A iniciativa distribuía a gestantes produtos e equipamentos de higiene para bebês e integrava o Plano Emergencial de Proteção Social contra a Covid-19 da prefeitura. Melo obteve decisão liminar favorável que cancelou temporariamente a distribuição. Quando Marchezan não conseguiu se classificar para o segundo turno, a justiça eleitoral voltou a autorizar a continuidade do benefício. Melo venceu a eleição. Recentemente, o ex-prefeito teve uma decisão desfavorável no TRE, com determinação de aplicação de multa, e agora há recurso junto ao TSE.
Jairo Jorge x Busato
Também nas eleições de 2020, o então prefeito de Canoas, Luiz Carlos Busato (hoje no União Brasil e, à época, no PTB), disputava a reeleição e o hoje prefeito Jairo Jorge (PSD) era um dos concorrentes ao cargo. Ainda no primeiro turno, a coligação de Jairo ingressou com ação solicitando que Busato e assessores não entregassem pessoalmente cartões do chamado auxílio emergencial municipal.
O benefício havia sido criado em outubro daquele ano pela prefeitura, concedendo R$ 150,00 a famílias de baixa renda. A justiça eleitoral concedeu liminar proibindo o prefeito e assessores de fazerem as entregas pessoalmente e impedindo Busato de veicular propagandas que o mostrassem em locais de entregas ou vinculassem o candidato à distribuição.

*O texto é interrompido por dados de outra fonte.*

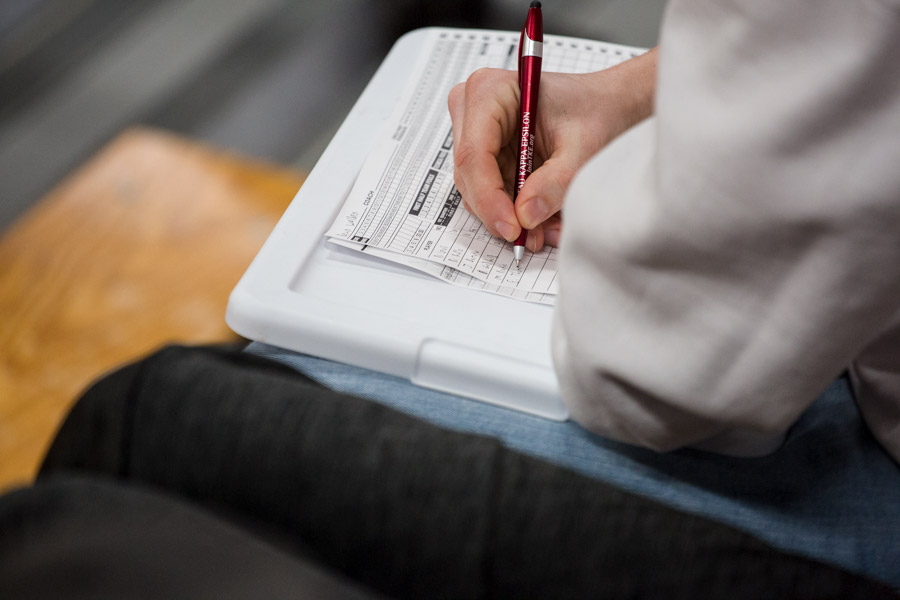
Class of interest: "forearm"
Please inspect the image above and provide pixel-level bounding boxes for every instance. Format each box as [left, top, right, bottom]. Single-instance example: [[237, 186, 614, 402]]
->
[[589, 48, 659, 143]]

Em decisões posteriores, Busato foi condenado ao pagamento de multas pelo descumprimento da liminar. O caso teve decisão desfavorável ao ex-prefeito no TRE, mas há recurso junto ao TSE.
O que diz a Lei de Responsabilidade Fiscal
Art. 65. Na ocorrência de calamidade pública reconhecida pelo Congresso Nacional, no caso da União, ou pelas Assembleias Legislativas, na hipótese dos Estados e Municípios, enquanto perdurar a situação:
I - serão suspensas a contagem dos prazos e as disposições estabelecidas nos arts. 23, 31 e 70;
II - serão dispensados o atingimento dos resultados fiscais e a limitação de empenho prevista no art. 9o.
§ 1º Na ocorrência de calamidade pública reconhecida pelo Congresso Nacional, nos termos de decreto legislativo, em parte ou na integralidade do território nacional e enquanto perdurar a situação, além do previsto nos incisos I e II do caput:
I - serão dispensados os limites, condições e demais restrições aplicáveis à União, aos Estados, ao Distrito Federal e aos Municípios, bem como sua verificação, para
a) contratação e aditamento de operações de crédito;
b) concessão de garantias;
c) contratação entre entes da Federação;
d) recebimento de transferências voluntárias;
II – serão dispensados os limites e afastadas as vedações e sanções previstas e decorrentes dos arts. 35, 37 e 42, bem como será dispensado o cumprimento do disposto no parágrafo único do art. 8º desta Lei Complementar, desde que os recursos arrecadados sejam destinados ao combate à calamidade pública.
III - serão afastadas as condições e as vedações previstas nos arts. 14, 16 e 17 desta Lei Complementar, desde que o incentivo ou benefício e a criação ou o aumento da despesa sejam destinados ao combate à calamidade pública.